Antônio Aureliano Chaves de Mendonça (15/03/1975 a 05/07/1978)

Natural de Três Pontas (MG), nasceu em 13 de janeiro de 1929 e faleceu em 30 de abril de 2003. Filho de José Vieira de Mendonça e Luzia Chaves de Mendonça.
Formação: Graduação em Engenharia Mecânica e Elétrica pela Escola Federal de Engenharia de Itajubá.

Atividades

  • Engenheiro
  • Deputado estadual - 1961 a 1962, 1963 a 1967
  • Diretor da Eletrobrás - 1962 a 1963
  • Deputado federal - 1967 a 1971, 1971 a 1975
  • Secretário de Estado - 1963 a 1967
  • Governador - 1975 a 1978
  • Vice-presidente da República - 1979 a 1985
  • Ministro das Minas e Energia - 1985 a 1988

Trajetória

A primeira eleição que disputou foi em 1958, pela UDN. Em 1966, foi eleito deputado federal pela Arena, partido de sustentação do regime militar. Dois anos depois, votou contra o pedido de autorização feito pelo governo militar para processar o deputado Márcio Moreira Alves, que havia criticado o governo federal em um discurso no Congresso. O episódio foi o estopim para a edição do AI-5.
Na época em que presidiu a Comissão de Minas e Energia da Câmara, conheceu o então presidente da Petrobras, general Ernesto Geisel, de quem se tornou amigo. Quando assumiu a Presidência, em 1974, Geisel indicou seu nome para o governo de Minas Gerais e, com seu apoio, Aureliano foi indicado para vice-presidente do general Figueiredo na sucessão presidencial.

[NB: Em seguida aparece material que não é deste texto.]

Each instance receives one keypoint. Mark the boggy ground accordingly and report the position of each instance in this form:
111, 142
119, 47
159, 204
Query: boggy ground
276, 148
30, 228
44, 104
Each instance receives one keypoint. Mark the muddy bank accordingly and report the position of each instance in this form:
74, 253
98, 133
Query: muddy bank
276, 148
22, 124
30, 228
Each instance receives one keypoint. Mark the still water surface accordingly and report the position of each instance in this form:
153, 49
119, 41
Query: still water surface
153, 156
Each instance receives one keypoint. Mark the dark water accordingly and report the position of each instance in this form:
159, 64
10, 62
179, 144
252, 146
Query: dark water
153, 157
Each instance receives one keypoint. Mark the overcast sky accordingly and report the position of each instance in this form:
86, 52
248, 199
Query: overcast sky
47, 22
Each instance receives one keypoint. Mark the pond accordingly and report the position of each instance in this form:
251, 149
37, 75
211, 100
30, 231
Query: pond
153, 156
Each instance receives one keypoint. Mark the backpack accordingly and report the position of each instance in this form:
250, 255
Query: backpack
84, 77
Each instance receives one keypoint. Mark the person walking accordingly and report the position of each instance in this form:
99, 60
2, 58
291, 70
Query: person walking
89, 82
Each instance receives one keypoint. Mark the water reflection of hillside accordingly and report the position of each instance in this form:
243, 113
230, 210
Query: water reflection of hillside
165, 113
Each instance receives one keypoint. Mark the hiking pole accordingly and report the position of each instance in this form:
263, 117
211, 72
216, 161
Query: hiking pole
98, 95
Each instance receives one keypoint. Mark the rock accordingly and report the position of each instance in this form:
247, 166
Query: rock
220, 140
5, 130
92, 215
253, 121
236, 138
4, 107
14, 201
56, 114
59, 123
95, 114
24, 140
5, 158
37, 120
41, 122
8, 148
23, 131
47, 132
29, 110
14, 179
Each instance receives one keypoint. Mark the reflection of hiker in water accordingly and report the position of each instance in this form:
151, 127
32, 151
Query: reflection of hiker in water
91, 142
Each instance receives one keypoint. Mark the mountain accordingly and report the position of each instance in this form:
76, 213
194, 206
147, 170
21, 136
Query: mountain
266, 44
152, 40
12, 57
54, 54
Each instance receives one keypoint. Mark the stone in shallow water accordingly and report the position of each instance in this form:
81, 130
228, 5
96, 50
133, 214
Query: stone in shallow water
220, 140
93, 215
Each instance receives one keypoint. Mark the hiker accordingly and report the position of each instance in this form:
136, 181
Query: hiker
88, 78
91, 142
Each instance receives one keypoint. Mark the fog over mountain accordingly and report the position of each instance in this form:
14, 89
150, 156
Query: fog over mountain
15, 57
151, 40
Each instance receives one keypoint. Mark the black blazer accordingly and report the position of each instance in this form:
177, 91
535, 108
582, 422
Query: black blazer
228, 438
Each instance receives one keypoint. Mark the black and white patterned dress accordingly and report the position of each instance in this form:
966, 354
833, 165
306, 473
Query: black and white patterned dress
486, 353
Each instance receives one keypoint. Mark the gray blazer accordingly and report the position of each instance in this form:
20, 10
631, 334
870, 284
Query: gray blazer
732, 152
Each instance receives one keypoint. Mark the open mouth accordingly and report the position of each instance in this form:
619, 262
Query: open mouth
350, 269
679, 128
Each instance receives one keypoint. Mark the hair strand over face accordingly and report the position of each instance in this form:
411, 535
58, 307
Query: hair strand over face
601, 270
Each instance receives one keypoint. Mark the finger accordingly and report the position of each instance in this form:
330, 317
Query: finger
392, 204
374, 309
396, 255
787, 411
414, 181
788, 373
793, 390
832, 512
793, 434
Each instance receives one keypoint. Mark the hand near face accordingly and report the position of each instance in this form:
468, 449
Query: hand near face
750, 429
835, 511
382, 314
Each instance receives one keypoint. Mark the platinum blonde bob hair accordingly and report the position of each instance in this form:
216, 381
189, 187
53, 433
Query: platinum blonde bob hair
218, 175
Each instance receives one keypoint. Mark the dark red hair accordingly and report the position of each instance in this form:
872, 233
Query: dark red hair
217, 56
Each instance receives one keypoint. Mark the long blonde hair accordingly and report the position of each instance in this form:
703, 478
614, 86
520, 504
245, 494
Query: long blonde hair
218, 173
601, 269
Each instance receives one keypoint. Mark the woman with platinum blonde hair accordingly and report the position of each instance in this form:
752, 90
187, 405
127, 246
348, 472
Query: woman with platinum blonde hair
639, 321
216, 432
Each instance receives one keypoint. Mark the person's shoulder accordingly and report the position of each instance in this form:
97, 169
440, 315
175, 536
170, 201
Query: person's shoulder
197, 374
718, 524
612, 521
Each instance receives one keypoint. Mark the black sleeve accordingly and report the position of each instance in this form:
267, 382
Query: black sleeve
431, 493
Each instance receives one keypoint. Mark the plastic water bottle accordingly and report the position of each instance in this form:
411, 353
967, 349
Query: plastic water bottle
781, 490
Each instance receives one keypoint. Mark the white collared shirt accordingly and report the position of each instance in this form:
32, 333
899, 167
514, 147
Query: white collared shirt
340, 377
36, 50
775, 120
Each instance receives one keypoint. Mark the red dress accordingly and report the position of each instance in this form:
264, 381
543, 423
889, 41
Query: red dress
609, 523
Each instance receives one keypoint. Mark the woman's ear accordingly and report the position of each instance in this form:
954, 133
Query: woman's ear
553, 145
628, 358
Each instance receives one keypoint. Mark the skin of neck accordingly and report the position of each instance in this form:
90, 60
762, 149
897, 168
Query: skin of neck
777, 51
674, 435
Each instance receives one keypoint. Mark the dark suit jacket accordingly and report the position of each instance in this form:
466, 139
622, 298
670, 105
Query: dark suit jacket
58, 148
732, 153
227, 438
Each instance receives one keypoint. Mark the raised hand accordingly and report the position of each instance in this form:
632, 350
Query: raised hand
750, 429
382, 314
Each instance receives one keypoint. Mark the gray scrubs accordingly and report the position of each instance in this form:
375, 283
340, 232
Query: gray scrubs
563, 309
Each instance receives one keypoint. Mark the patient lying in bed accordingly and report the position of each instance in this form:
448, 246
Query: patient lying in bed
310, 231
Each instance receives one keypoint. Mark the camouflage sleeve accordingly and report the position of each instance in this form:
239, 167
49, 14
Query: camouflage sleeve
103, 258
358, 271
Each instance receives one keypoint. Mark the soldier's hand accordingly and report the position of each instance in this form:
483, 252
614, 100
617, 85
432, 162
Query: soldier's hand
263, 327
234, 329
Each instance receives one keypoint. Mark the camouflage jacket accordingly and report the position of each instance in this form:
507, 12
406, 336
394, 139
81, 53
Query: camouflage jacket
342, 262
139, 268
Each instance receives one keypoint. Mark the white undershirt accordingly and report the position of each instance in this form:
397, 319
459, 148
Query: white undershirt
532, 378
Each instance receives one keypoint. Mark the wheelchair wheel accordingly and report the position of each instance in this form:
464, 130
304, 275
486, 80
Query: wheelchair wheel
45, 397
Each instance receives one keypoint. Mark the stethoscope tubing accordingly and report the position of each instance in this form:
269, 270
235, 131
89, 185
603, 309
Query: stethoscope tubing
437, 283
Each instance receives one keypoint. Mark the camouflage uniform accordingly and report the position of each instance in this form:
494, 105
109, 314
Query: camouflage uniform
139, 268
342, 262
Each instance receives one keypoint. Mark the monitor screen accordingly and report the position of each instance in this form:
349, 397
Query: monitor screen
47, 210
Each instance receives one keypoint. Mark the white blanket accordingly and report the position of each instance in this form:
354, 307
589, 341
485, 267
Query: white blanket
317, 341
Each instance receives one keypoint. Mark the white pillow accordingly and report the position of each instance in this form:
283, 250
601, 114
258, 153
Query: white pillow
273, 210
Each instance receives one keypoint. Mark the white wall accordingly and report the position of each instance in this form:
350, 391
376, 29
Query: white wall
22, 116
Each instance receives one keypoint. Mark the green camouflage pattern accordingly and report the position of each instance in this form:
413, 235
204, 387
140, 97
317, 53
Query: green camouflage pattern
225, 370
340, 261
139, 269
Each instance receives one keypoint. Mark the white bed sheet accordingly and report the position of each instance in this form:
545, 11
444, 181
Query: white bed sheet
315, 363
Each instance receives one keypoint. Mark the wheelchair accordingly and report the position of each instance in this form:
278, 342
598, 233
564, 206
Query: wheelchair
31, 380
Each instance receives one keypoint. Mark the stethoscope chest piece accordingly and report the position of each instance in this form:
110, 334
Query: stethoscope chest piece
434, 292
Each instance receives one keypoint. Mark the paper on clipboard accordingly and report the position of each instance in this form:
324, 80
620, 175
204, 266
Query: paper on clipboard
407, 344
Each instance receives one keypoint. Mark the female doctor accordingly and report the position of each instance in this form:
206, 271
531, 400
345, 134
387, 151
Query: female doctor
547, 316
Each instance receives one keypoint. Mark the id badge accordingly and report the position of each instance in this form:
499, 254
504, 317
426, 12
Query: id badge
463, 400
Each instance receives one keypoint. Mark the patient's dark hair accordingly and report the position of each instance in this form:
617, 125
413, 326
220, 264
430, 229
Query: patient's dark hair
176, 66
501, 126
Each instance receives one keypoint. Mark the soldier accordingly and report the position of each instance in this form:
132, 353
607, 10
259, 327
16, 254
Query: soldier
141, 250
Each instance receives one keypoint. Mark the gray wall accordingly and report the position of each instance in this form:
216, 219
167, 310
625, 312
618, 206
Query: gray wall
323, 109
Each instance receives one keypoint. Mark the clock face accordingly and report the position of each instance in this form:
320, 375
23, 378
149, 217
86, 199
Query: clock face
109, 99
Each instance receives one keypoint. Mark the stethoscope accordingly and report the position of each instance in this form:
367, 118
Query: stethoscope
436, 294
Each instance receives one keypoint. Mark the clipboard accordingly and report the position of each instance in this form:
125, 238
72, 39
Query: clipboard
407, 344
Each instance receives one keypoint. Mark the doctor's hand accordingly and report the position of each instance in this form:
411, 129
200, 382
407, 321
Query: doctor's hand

Já vice-presidente da República, Aureliano filiou-se ao PDS após o fim do bipartidarismo, em 1979. Em 1981, o presidente Figueiredo sofreu um infarto, o que levou Aureliano a assumir a Presidência por 49 dias. Durante a movimentação da sucessão presidencial, participou da criação da Frente Liberal, grupo que reunia políticos do PDS contrários à indicação de Paulo Maluf à sucessão de Figueiredo, que viria a se transformar no PFL.

A Frente Liberal uniu-se ao PMDB e formou a Aliança Democrática, que lançou o nome do governador de Minas Gerais, Tancredo Neves, para a Presidência da República, indicando José Sarney como vice. Com a morte de Tancredo e a posse de Sarney, Aureliano Chaves ocupou o cargo de ministro das Minas e Energia. Em 1989, com a volta das eleições diretas, lançou-se candidato à Presidência pelo PFL. Abandonado pelo partido, que aderiu a Fernando Collor, teve 0,9% dos votos, ficando em nono lugar. Durante o governo Itamar, empenhou-se na defesa do monopólio estatal do petróleo e da Petrobras como sua executora exclusiva. Em artigo publicado em 1993, afirmou que o monopólio ainda era fundamental à consolidação do desenvolvimento nacional.